Texas Scorecard by Michael Quinn Sullivan January 20, 2020

Judges should have the courage to be accountable to the voters, and risk being removed from office should they let their personal biases be put ahead of the citizens.

The Texas Constitution guarantees Texans the right to select their judges at the ballot box. In recent years, it has become fashionable in crony-elitist circles to denigrate Texas’ method of judicial selection. After all, you can’t trust mere citizens with the courts, right?

During the 2019 legislative session, the House and Senate voted for—and the governor signed—legislation creating a commission to study Texas’ judicial selection process.
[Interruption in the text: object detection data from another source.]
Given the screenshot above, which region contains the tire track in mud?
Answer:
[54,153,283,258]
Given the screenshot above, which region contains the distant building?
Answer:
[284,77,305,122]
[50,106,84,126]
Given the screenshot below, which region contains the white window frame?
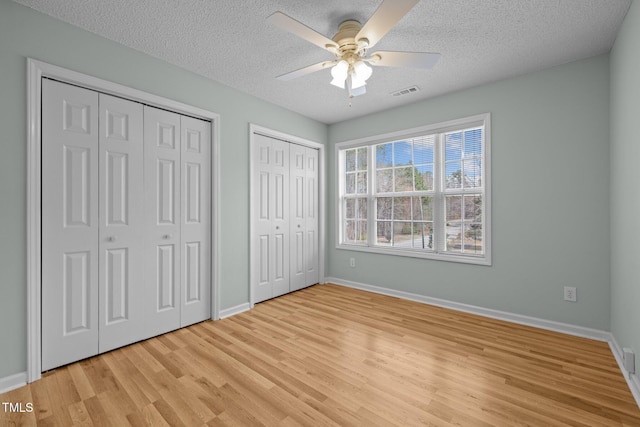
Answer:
[335,113,491,265]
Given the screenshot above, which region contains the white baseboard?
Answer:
[0,372,27,394]
[326,277,640,407]
[220,302,251,319]
[609,334,640,407]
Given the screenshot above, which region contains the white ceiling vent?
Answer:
[391,86,420,96]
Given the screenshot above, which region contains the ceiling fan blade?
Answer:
[356,0,419,47]
[369,51,440,69]
[267,12,338,50]
[277,61,337,82]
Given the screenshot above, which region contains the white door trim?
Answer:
[249,123,326,308]
[27,58,220,382]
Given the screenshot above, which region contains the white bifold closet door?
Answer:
[42,79,211,370]
[251,134,319,302]
[144,107,211,335]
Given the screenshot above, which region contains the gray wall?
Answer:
[611,1,640,392]
[327,55,610,330]
[0,0,327,378]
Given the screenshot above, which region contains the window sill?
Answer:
[336,244,491,266]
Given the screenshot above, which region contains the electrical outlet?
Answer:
[564,286,578,302]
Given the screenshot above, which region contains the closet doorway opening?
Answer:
[249,125,325,307]
[27,59,220,382]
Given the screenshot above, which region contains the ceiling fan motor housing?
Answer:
[332,19,369,59]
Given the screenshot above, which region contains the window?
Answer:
[336,114,491,264]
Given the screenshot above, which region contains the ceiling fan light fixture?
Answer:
[353,60,373,82]
[349,74,367,89]
[331,60,349,89]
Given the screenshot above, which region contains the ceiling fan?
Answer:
[267,0,440,97]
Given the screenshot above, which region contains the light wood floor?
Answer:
[0,285,640,427]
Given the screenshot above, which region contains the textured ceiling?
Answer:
[14,0,631,123]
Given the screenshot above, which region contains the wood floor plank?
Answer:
[0,285,640,427]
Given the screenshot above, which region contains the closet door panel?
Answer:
[99,94,146,353]
[144,107,182,336]
[289,144,307,291]
[304,147,320,286]
[269,139,290,297]
[180,116,211,326]
[42,79,99,371]
[251,134,290,302]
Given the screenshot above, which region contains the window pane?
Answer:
[345,150,356,172]
[356,221,367,243]
[393,141,413,167]
[376,143,393,169]
[376,197,393,220]
[464,129,482,158]
[464,224,482,254]
[413,197,433,221]
[344,220,357,243]
[445,196,462,221]
[357,172,367,194]
[376,169,393,193]
[445,162,462,188]
[464,195,482,222]
[358,147,367,171]
[413,223,433,249]
[344,173,356,194]
[356,199,368,219]
[344,199,356,219]
[445,223,462,253]
[376,221,393,246]
[414,165,433,191]
[393,222,413,248]
[393,197,411,221]
[413,135,435,165]
[444,132,462,161]
[464,159,482,188]
[395,167,413,192]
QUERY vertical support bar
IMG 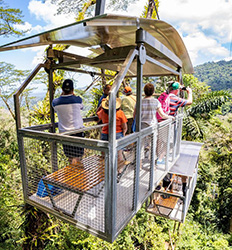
[175,117,183,156]
[133,29,146,211]
[165,123,172,171]
[17,134,28,201]
[95,0,106,16]
[106,92,117,240]
[48,68,58,172]
[48,69,55,133]
[149,129,158,191]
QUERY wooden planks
[43,157,105,193]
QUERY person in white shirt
[52,79,84,166]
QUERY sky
[0,0,232,73]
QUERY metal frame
[7,17,198,242]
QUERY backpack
[156,92,170,121]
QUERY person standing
[97,84,111,108]
[52,79,84,166]
[137,83,173,166]
[163,81,193,196]
[121,86,136,134]
[97,97,127,174]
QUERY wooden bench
[43,156,105,217]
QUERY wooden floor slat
[43,157,105,192]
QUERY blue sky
[0,0,232,73]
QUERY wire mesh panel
[24,138,105,232]
[115,142,137,231]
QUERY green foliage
[18,205,58,250]
[52,0,139,20]
[0,62,29,118]
[0,0,25,36]
[194,60,232,90]
[0,113,22,249]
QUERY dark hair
[143,83,155,96]
[103,84,111,92]
[62,79,73,94]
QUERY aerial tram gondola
[0,11,201,242]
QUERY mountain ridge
[193,60,232,90]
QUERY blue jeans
[101,132,123,141]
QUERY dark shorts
[63,132,85,157]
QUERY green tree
[0,62,28,119]
[0,0,24,36]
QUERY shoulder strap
[129,95,136,102]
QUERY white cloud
[159,0,232,64]
[28,0,75,30]
[14,22,32,32]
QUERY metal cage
[0,14,203,242]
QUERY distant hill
[194,60,232,90]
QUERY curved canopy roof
[0,14,193,73]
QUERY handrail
[14,63,45,131]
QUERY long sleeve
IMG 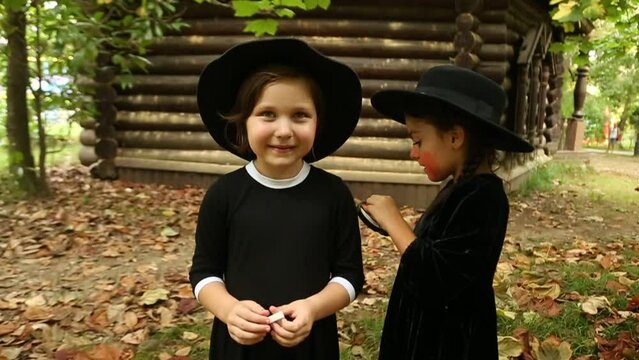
[331,183,364,294]
[189,180,228,290]
[400,182,508,304]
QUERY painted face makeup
[417,150,440,181]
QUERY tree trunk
[4,7,48,195]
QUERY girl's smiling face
[406,114,464,182]
[246,78,317,179]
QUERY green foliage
[550,0,639,64]
[517,161,593,196]
[133,324,211,360]
[195,0,331,36]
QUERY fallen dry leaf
[532,336,572,360]
[581,296,610,315]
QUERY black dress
[379,174,509,360]
[190,166,364,360]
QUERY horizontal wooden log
[118,74,199,95]
[89,160,118,180]
[152,34,510,61]
[506,13,534,37]
[118,148,424,174]
[80,129,98,146]
[94,138,118,160]
[152,35,454,59]
[172,18,518,44]
[115,157,439,186]
[116,111,206,131]
[79,118,96,129]
[183,0,455,21]
[94,123,115,138]
[116,111,406,137]
[78,146,99,166]
[509,0,551,24]
[95,102,117,124]
[80,129,411,160]
[119,75,416,97]
[147,55,450,81]
[148,55,510,83]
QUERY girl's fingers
[244,301,269,316]
[271,320,296,341]
[234,321,271,335]
[229,327,266,345]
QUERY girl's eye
[294,111,311,119]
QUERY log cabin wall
[80,0,561,206]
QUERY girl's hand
[270,300,315,347]
[362,195,404,231]
[226,300,271,345]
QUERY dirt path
[555,151,639,178]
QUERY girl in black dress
[363,65,533,360]
[189,38,364,360]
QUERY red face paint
[418,151,441,181]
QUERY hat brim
[197,38,362,162]
[371,90,535,152]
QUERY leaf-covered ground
[0,155,639,360]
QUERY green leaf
[552,1,577,22]
[275,9,295,18]
[232,0,261,17]
[4,0,27,11]
[317,0,331,10]
[244,19,278,36]
[583,3,606,20]
[282,0,312,10]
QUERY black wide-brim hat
[197,38,362,162]
[371,65,534,152]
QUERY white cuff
[193,276,224,302]
[329,276,357,303]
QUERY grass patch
[497,302,597,356]
[340,302,387,360]
[0,123,82,173]
[133,324,211,360]
[517,161,594,196]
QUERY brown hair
[406,100,499,213]
[222,65,324,158]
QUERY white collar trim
[244,161,311,189]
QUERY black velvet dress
[379,174,509,360]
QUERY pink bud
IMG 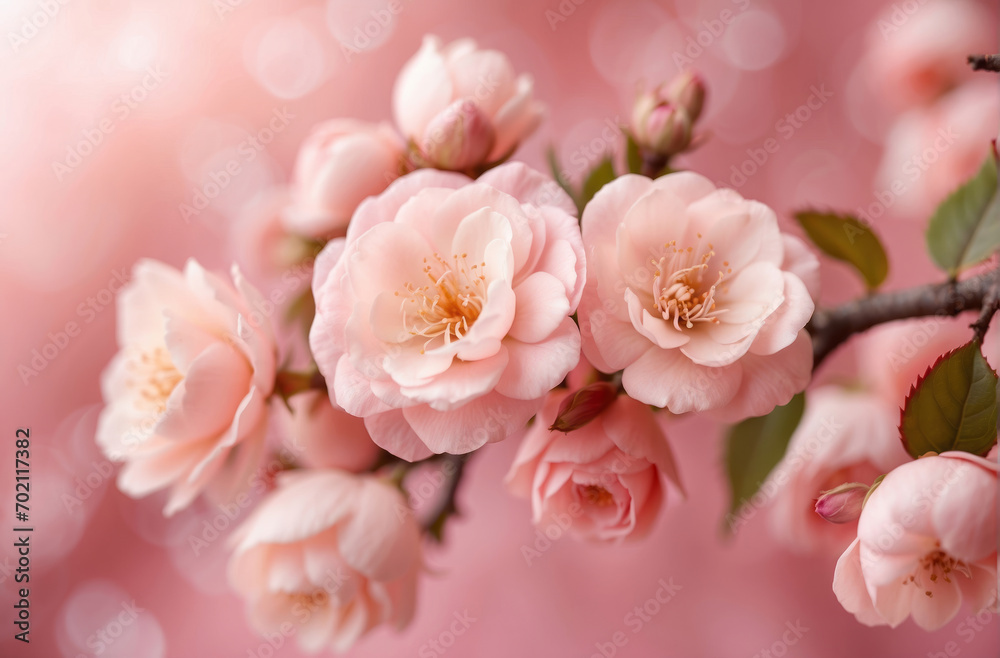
[549,382,618,432]
[420,99,496,171]
[816,482,870,523]
[635,103,691,156]
[663,71,705,123]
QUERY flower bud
[816,482,870,523]
[549,382,618,432]
[420,99,496,171]
[663,71,705,123]
[635,103,691,156]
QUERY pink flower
[862,0,995,110]
[310,163,585,460]
[392,35,543,170]
[580,172,818,420]
[97,260,275,515]
[833,452,997,631]
[631,71,705,156]
[506,391,680,541]
[816,482,871,523]
[762,386,909,552]
[284,119,404,237]
[275,391,379,472]
[872,79,1000,221]
[229,471,421,652]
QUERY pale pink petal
[392,35,454,138]
[496,318,580,400]
[622,347,743,414]
[365,409,434,462]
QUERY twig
[806,271,1000,370]
[969,55,1000,73]
[421,453,472,542]
[970,267,1000,343]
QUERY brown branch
[806,271,1000,370]
[421,453,472,542]
[971,267,1000,342]
[969,55,1000,73]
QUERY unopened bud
[816,482,870,523]
[421,99,496,171]
[663,71,705,123]
[549,382,618,432]
[635,103,691,156]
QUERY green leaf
[927,152,1000,277]
[726,393,805,528]
[625,131,642,174]
[795,210,889,290]
[580,156,616,213]
[899,340,998,457]
[546,146,583,212]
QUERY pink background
[0,0,1000,658]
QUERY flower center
[126,347,184,414]
[903,542,972,598]
[650,233,733,330]
[287,588,330,610]
[583,484,615,507]
[395,253,486,354]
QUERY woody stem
[806,270,1000,370]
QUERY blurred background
[0,0,1000,658]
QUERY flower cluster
[97,20,1000,651]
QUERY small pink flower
[275,391,379,473]
[580,172,818,420]
[284,119,404,238]
[861,0,996,110]
[97,260,276,515]
[421,98,496,171]
[872,79,1000,222]
[229,470,421,652]
[631,71,705,156]
[310,163,585,460]
[392,36,543,170]
[507,391,680,541]
[762,386,909,553]
[833,452,997,631]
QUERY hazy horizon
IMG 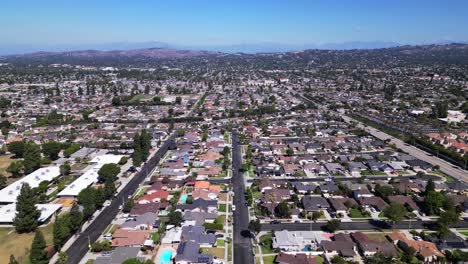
[0,0,468,54]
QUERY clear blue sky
[0,0,468,45]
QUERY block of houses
[388,231,444,263]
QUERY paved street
[232,130,254,264]
[341,115,468,183]
[262,220,468,231]
[67,134,175,264]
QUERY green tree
[122,258,153,264]
[275,201,291,218]
[140,129,151,161]
[63,144,80,158]
[312,212,322,221]
[132,134,143,167]
[52,214,71,250]
[57,251,68,264]
[8,141,26,158]
[437,209,460,226]
[122,199,134,213]
[112,96,122,106]
[249,218,262,234]
[70,204,83,232]
[6,160,24,178]
[23,143,41,173]
[98,163,120,182]
[8,254,19,264]
[424,179,435,195]
[29,230,49,264]
[13,183,41,233]
[364,252,393,264]
[42,141,62,160]
[375,184,393,200]
[0,173,7,188]
[383,203,407,225]
[60,162,71,176]
[424,191,445,215]
[167,211,183,226]
[77,187,97,219]
[325,219,341,233]
[104,178,117,199]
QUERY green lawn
[263,256,276,264]
[218,204,232,213]
[0,223,53,264]
[216,239,225,247]
[129,94,153,103]
[361,170,387,176]
[317,256,323,264]
[102,224,119,234]
[260,233,273,254]
[252,192,262,199]
[349,208,365,218]
[228,242,232,261]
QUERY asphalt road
[232,130,254,264]
[262,220,468,231]
[341,115,468,183]
[67,134,175,264]
[297,94,468,183]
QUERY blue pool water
[159,250,172,264]
[302,245,312,251]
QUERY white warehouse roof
[0,203,62,224]
[0,166,60,203]
[58,154,123,197]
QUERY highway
[232,130,255,264]
[67,133,176,264]
[341,115,468,183]
[297,94,468,183]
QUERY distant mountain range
[13,48,218,59]
[0,41,466,55]
[0,43,468,67]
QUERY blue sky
[0,0,468,45]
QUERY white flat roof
[0,203,62,223]
[0,166,60,203]
[58,154,123,196]
[91,154,123,165]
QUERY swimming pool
[302,244,312,251]
[159,250,172,264]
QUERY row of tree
[133,129,151,167]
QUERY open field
[0,154,13,177]
[0,223,53,263]
[201,247,224,259]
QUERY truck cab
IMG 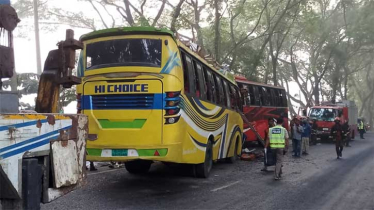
[308,100,358,140]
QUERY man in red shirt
[331,117,343,159]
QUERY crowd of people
[262,116,366,180]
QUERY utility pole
[34,0,42,75]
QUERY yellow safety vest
[269,125,287,148]
[358,121,364,130]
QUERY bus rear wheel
[125,160,152,174]
[226,139,239,163]
[195,141,213,178]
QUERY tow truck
[308,100,358,141]
[0,1,88,209]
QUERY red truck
[309,100,358,140]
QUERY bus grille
[92,94,154,109]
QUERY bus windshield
[309,108,336,122]
[86,39,162,70]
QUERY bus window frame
[252,85,262,106]
[193,59,207,100]
[213,73,226,107]
[179,47,243,111]
[203,66,217,104]
[222,80,232,109]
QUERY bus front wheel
[226,139,239,163]
[125,160,152,174]
[195,141,213,178]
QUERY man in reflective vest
[358,119,365,139]
[265,118,288,180]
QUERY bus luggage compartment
[82,79,163,149]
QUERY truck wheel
[125,160,152,174]
[226,139,239,163]
[195,141,213,178]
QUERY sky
[11,0,299,113]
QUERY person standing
[292,118,303,157]
[290,115,297,153]
[261,118,275,171]
[301,120,311,155]
[331,117,344,159]
[342,119,351,147]
[358,119,365,139]
[265,118,288,180]
[310,119,318,145]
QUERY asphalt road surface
[42,134,374,210]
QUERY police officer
[265,118,288,180]
[261,117,276,172]
[358,119,365,139]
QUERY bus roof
[177,40,237,86]
[235,76,285,90]
[80,26,237,85]
[80,27,174,41]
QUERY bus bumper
[86,143,183,163]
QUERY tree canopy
[8,0,374,124]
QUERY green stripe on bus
[137,149,168,156]
[99,119,146,128]
[87,149,101,156]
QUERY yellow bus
[77,27,243,177]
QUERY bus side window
[239,83,253,106]
[261,87,270,106]
[182,52,195,93]
[193,60,206,99]
[247,85,256,105]
[214,74,224,106]
[281,90,288,107]
[222,80,231,108]
[230,84,239,110]
[252,86,262,106]
[204,67,216,103]
[270,89,279,107]
[267,88,275,106]
[229,84,236,109]
[234,87,244,112]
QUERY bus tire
[125,160,152,174]
[226,139,239,163]
[195,140,213,178]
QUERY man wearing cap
[331,117,343,159]
[265,118,288,180]
[291,118,304,157]
[301,119,311,155]
[261,117,276,171]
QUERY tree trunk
[343,67,349,100]
[313,72,320,105]
[214,0,221,62]
[170,0,185,33]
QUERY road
[42,134,374,210]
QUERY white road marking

Only 11 members of the House and six members of the Senate opposed the legislation.

The commission is comprised of several House and Senate members, as well as individuals appointed by the governor, lieutenant governor, and House speaker.

At the commission’s first meeting two weeks ago, several appointed members let it slip that they wanted to remove the “party label” from judges. That’s been put forward in the past as the first step to taking judicial slots off the ballot altogether. Lt. Gov. Dan Patrick quickly—and correctly—rejected that notion. After all, the Republican Party of Texas’ platform explicitly calls for protecting the right of citizens to elect judges.

Those who want to end judicial elections say judges should be “independent” of the electorate. But why? The citizens are sovereign in our republic, not the judiciary. Yes, the judiciary should be independent of the executive and legislative branches, but all three branches should be subservient to the law and the citizenry.